Willem Maarten Dekker.
Willem Maarten Dekker. Foto: Jan van Woerden
Column

Zoals het dorpje in Gallië

Column 307 keer gelezen

Ik moet toegeven dat het best moeilijk is om columnist voor Waddinxveen te zijn. Want er gebeurt hier zo weinig. Iedereen is zo aardig. Het komt geregeld voor dat ik na een bezoekje (alleen de dokter en de dominee komen nog aan huis, dat is een geweldig voorrecht) thuis kom en roep: ‘De mensen hier zijn zó aardig! Niet normaal!’ Het zal wel komen doordat ik op de basisschool gewend was dat ik voor ‘kankerkaaskop’ en dergelijke zaken werd uitgemaakt. 

Nee, dan kind te kunnen zijn in Waddinxveen. Oké, er vliegt hier ook wel eens een auto in brand, er is wel eens wat met woonbeleid en wethouders, en er gebeurt verder ook nog wel eens wat (het regent zelfs wel eens in Waddinxveen!), maar het is toch geen wonder dat heel Nederland hier wil wonen, vooral het jonge grut dat een gezinnetje wil stichten. Oké, de kinderen hier spelen ook wel eens Squid game op het schoolplein, maar ach, ‘pang, pang’ roepen deden we allemaal toch? Nergens zijn de kinderfeestjes zo gezellig als hier.

Nee, columnist van Waddinxveen zijn is wat dat betreft echt een hondenbaan. Er valt zo weinig te klagen. Iedereen spreekt met twee woorden, rechts krijgt altijd voorrang, de stoep is altijd netjes aangeveegd, niemand piept voor bij de kassa, zelfs als de eenden kwaken, doen ze dat nog beschaafd, een soort van binnensmonds, als iemand die per ongeluk een boertje laat. 

Gerard Reve zou zeggen dat het een dorp is met bijbelse allure, want volgens hem “zal het Koninkrijk Gods verrassend dorps zijn opgezet, en niet veel groter zijn dan Schoorl; windstil weer; babbeltje maken; man rookt pijp aan achterdeur, kijkt naar lucht, enzovoorts.” Inderdaad, dorps zal het wezen! Ons kent ons. Ons helpt mekaar. Zo doen we dat hier.

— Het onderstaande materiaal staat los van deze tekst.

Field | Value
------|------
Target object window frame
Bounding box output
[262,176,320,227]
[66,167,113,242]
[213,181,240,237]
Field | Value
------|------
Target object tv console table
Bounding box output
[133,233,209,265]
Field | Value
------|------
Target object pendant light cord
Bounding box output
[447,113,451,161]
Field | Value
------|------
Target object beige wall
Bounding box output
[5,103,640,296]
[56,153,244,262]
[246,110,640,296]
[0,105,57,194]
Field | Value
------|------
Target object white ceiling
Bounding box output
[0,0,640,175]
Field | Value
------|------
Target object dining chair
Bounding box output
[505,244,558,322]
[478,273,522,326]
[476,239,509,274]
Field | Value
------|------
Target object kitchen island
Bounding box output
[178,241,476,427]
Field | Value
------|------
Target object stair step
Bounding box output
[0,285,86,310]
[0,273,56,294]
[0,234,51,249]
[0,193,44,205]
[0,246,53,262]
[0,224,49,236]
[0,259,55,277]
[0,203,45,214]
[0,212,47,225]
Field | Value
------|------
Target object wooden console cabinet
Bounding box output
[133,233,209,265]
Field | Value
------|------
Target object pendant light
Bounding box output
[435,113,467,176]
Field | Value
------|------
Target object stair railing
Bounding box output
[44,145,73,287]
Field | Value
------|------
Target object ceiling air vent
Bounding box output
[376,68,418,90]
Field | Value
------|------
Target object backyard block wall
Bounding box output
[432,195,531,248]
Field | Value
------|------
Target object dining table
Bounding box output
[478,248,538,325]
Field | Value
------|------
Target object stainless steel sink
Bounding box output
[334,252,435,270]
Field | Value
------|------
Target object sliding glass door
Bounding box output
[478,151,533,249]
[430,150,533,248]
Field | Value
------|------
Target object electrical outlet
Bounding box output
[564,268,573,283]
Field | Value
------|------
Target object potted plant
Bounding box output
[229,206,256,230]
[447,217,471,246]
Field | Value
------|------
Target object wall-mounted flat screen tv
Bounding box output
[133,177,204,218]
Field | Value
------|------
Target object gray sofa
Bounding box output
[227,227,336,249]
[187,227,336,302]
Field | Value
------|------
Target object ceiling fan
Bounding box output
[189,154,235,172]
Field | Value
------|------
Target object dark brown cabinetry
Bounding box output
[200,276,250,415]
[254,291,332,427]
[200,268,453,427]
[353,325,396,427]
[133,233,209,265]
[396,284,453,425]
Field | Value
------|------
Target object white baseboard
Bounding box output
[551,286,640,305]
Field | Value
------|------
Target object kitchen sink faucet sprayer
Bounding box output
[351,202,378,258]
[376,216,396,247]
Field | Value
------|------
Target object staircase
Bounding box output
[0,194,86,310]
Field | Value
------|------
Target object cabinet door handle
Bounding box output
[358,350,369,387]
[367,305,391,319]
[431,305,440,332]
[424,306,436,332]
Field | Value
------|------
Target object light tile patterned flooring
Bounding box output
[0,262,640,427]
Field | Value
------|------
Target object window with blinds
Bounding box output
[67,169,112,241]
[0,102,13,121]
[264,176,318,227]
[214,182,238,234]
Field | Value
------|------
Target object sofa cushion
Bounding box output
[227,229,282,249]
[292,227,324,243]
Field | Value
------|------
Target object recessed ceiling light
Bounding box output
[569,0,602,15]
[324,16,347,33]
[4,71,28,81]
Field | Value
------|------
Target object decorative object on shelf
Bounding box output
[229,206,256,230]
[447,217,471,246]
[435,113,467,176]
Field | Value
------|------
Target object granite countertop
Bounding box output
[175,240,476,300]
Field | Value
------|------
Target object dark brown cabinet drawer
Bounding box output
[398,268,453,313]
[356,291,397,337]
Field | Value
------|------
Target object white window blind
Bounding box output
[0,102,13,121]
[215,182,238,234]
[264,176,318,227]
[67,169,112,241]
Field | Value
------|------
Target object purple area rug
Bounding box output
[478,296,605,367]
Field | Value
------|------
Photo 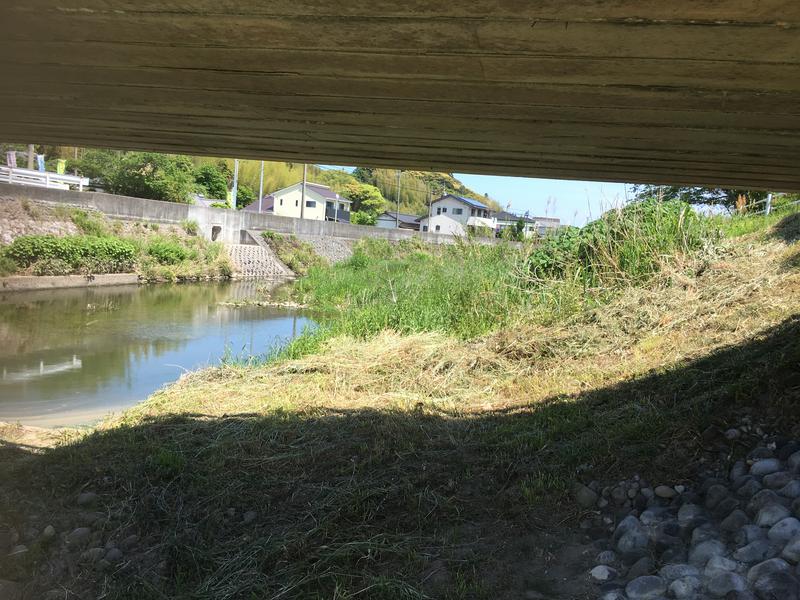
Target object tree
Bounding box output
[194,165,228,200]
[104,152,196,203]
[350,211,378,225]
[633,184,767,210]
[342,183,386,220]
[236,183,257,209]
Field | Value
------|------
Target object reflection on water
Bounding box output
[0,281,311,426]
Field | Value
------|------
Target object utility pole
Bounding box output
[258,160,264,213]
[394,169,403,229]
[300,163,308,219]
[231,158,239,209]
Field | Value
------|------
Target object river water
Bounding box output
[0,281,312,427]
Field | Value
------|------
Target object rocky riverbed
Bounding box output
[574,424,800,600]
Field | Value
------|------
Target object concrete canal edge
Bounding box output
[0,273,139,292]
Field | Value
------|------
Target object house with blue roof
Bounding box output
[420,194,497,235]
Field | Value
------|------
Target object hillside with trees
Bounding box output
[3,145,500,224]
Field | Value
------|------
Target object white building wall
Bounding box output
[273,184,350,221]
[419,214,467,235]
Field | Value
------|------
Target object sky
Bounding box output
[320,165,631,227]
[454,173,630,226]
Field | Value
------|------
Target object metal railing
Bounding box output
[0,166,89,192]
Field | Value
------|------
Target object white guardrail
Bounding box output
[0,166,89,192]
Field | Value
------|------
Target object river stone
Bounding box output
[786,452,800,472]
[67,527,92,547]
[81,548,106,563]
[658,564,700,581]
[778,479,800,500]
[689,540,727,567]
[706,484,729,509]
[653,485,678,500]
[627,556,656,579]
[750,458,782,477]
[756,504,792,527]
[747,490,782,515]
[747,558,791,583]
[572,483,599,508]
[678,504,704,527]
[596,550,617,565]
[706,571,747,598]
[753,572,800,600]
[781,535,800,564]
[703,556,739,577]
[669,575,703,600]
[589,565,617,583]
[730,460,748,481]
[625,575,667,600]
[734,524,767,547]
[736,478,762,498]
[767,517,800,544]
[733,539,781,564]
[761,471,793,490]
[76,492,97,506]
[719,508,750,533]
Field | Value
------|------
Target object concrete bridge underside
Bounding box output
[0,0,800,190]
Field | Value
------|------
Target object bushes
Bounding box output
[5,235,137,273]
[146,237,191,265]
[528,200,711,288]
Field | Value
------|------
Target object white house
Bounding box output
[375,210,419,231]
[420,194,497,235]
[495,211,561,238]
[242,182,352,223]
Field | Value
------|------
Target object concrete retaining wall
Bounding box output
[0,183,506,244]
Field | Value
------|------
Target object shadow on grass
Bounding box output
[0,318,800,599]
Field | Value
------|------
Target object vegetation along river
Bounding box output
[0,281,312,427]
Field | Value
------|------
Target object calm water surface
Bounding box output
[0,281,311,427]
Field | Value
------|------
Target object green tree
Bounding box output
[236,183,257,209]
[633,184,767,210]
[342,183,386,219]
[194,165,228,200]
[104,152,196,202]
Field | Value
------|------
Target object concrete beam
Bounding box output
[0,0,800,190]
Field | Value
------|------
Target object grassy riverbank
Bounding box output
[0,200,232,281]
[0,207,800,599]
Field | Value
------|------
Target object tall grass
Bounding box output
[287,202,714,356]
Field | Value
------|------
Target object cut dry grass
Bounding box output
[0,214,800,599]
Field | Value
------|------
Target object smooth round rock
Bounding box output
[767,517,800,544]
[669,575,703,600]
[753,572,800,600]
[747,558,791,583]
[589,565,617,583]
[689,540,727,567]
[733,538,781,564]
[625,575,667,600]
[755,504,792,527]
[706,571,747,598]
[653,485,678,500]
[658,564,700,581]
[750,458,783,477]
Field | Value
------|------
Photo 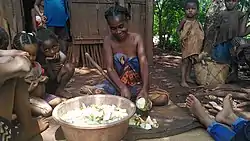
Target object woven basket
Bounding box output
[194,61,229,85]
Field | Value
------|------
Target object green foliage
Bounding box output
[154,0,250,51]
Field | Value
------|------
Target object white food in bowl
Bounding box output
[61,104,128,126]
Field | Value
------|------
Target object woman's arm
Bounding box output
[0,49,29,57]
[31,8,37,32]
[104,37,131,99]
[34,0,43,17]
[136,35,149,94]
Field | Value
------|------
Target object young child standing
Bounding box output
[37,28,75,98]
[0,27,48,141]
[13,31,62,116]
[31,1,46,32]
[82,4,168,105]
[177,0,204,87]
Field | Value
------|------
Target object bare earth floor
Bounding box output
[138,128,214,141]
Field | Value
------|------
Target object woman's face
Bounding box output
[42,39,60,57]
[23,44,38,63]
[225,0,238,11]
[108,15,128,41]
[185,2,198,18]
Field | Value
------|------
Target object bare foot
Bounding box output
[18,118,49,141]
[215,94,238,126]
[55,88,73,99]
[181,82,189,88]
[14,56,31,72]
[186,78,195,84]
[186,94,213,127]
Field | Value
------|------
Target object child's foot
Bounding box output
[186,95,213,127]
[55,88,73,99]
[215,94,238,125]
[181,82,189,88]
[186,78,195,84]
[14,56,31,72]
[18,118,49,141]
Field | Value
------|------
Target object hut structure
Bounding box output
[0,0,153,67]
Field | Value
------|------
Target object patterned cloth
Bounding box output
[96,53,142,96]
[0,117,14,141]
[94,53,169,100]
[180,20,204,59]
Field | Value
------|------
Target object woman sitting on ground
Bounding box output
[82,4,168,105]
[186,94,250,141]
[0,27,49,141]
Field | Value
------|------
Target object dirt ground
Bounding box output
[32,48,249,141]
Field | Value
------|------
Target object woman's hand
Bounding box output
[9,50,29,57]
[136,89,148,99]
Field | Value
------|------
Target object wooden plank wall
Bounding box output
[0,0,24,39]
[69,0,153,67]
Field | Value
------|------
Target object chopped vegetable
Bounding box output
[129,114,159,130]
[136,98,152,111]
[61,104,128,126]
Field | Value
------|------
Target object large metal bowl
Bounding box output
[52,95,136,141]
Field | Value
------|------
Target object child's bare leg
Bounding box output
[0,79,16,121]
[240,12,250,37]
[14,78,49,141]
[181,58,189,87]
[56,63,75,98]
[30,97,53,117]
[215,94,239,126]
[186,59,195,83]
[151,95,169,106]
[30,83,45,98]
[186,95,214,128]
[0,56,30,84]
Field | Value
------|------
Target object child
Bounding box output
[177,0,204,87]
[13,31,62,116]
[0,27,29,86]
[186,94,250,141]
[0,27,48,141]
[31,1,46,32]
[34,0,71,55]
[212,0,249,81]
[37,28,75,98]
[83,4,168,105]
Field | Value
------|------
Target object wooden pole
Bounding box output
[145,0,154,65]
[119,0,125,7]
[85,53,120,93]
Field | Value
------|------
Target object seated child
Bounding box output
[82,4,168,105]
[0,27,48,141]
[186,94,250,141]
[13,31,62,116]
[0,27,29,86]
[37,28,75,98]
[177,0,204,87]
[31,1,46,32]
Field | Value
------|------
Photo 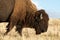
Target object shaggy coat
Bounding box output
[5,0,37,34]
[16,9,49,35]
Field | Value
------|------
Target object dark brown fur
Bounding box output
[5,0,36,34]
[16,9,49,35]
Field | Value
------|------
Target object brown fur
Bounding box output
[5,0,36,34]
[16,9,49,35]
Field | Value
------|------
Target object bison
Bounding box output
[0,0,15,22]
[0,0,37,35]
[5,9,49,35]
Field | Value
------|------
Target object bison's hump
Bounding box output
[0,0,15,21]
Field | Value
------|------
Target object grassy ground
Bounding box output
[0,19,60,40]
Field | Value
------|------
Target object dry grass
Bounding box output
[0,19,60,40]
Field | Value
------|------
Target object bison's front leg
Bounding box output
[16,25,22,36]
[4,22,14,35]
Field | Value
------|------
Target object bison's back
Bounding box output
[0,0,15,21]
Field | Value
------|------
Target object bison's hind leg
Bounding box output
[4,22,14,35]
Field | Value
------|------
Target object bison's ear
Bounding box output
[40,13,43,19]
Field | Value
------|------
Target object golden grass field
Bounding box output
[0,19,60,40]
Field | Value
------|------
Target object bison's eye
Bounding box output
[40,14,43,19]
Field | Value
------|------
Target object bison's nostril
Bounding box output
[41,30,44,32]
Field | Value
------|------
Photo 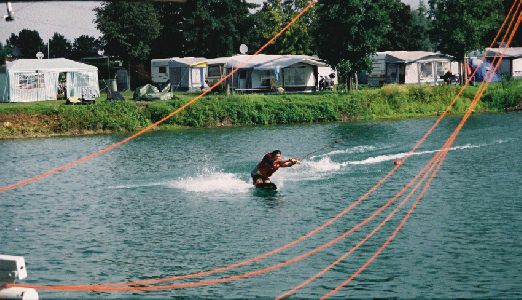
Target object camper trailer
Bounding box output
[225,54,327,92]
[169,57,208,92]
[368,51,458,86]
[150,58,172,84]
[206,57,230,88]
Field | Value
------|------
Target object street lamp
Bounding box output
[98,50,111,81]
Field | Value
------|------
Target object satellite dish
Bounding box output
[239,44,248,54]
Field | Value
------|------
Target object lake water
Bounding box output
[0,113,522,299]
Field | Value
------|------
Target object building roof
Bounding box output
[205,57,230,65]
[169,57,207,66]
[222,54,328,70]
[377,51,452,63]
[6,58,98,72]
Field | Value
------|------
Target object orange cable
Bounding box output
[4,3,516,290]
[0,0,317,193]
[321,11,522,299]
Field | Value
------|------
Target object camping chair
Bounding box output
[107,91,125,101]
[81,86,96,104]
[65,96,82,105]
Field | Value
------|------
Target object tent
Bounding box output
[468,58,500,82]
[169,57,208,92]
[0,58,100,102]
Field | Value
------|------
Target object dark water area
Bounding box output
[0,113,522,299]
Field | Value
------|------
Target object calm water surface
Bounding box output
[0,113,522,299]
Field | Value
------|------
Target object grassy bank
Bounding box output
[0,81,522,138]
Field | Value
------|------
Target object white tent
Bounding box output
[0,58,100,102]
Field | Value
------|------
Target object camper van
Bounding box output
[150,58,172,84]
[206,57,229,88]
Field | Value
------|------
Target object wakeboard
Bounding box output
[256,182,277,191]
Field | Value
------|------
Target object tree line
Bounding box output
[0,0,522,86]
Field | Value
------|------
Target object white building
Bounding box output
[0,58,100,102]
[368,51,459,86]
[150,58,172,84]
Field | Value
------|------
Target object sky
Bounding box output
[0,0,419,45]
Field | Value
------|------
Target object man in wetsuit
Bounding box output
[250,150,299,185]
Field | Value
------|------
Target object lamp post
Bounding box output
[98,50,111,80]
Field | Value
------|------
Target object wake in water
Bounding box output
[167,172,252,194]
[112,140,506,194]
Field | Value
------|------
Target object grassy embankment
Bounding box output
[0,81,522,138]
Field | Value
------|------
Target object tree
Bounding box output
[253,0,316,55]
[316,0,396,88]
[183,0,256,57]
[94,1,162,63]
[496,0,522,47]
[7,29,44,58]
[71,35,101,60]
[429,0,503,65]
[0,43,11,64]
[411,0,434,51]
[49,32,72,58]
[379,1,432,51]
[151,1,191,58]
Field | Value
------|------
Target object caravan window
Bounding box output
[191,68,201,84]
[207,66,221,77]
[386,64,399,82]
[420,62,433,79]
[75,73,90,86]
[284,67,307,86]
[258,70,274,87]
[436,61,450,78]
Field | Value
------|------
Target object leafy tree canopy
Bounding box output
[252,0,316,55]
[183,0,256,57]
[95,1,162,62]
[316,0,398,78]
[49,32,72,58]
[7,29,44,58]
[71,35,101,60]
[429,0,503,60]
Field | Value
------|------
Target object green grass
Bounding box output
[0,80,522,138]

Het enige dat je voor Waddinxveen nog kunt hopen, is dat hier voor altijd alles hetzelfde blijft. Zoals dat ene dorpje in Gallië, dat dapper weerstand bleef bieden tegen de Romeinen. Burgemeester Nieuwenhuis als Asterix, de dorpsdichter als Obelix en onze kinderburgemeester als Idéfix: prachtig! Tégen de Vooruitgang! Tegen de Vooruitgang die zegt dat ‘man rookt pijp aan achterdeur’ echt niet meer kan. Foei, roker! Naar de sportschool moet je! De Vooruitgang die zegt dat we voor ‘babbeltje maken’ geen tijd meer hebben. Werken zul je! De Vooruitgang die zegt dat Schoorl niet groot genoeg is, dat het altijd verder, groter, hoger, dieper moet. 

Dat je altijd ontevreden met je leven moet zijn, dat je altijd ‘aan jezelf moet werken’ om ‘een betere versie van jezelf te worden’. Blablabla, wat een geneuzel van niks. Lekker tegen de deur van je huisje aan leunen, babbeltje maken, naar de lucht kijken, dat is het!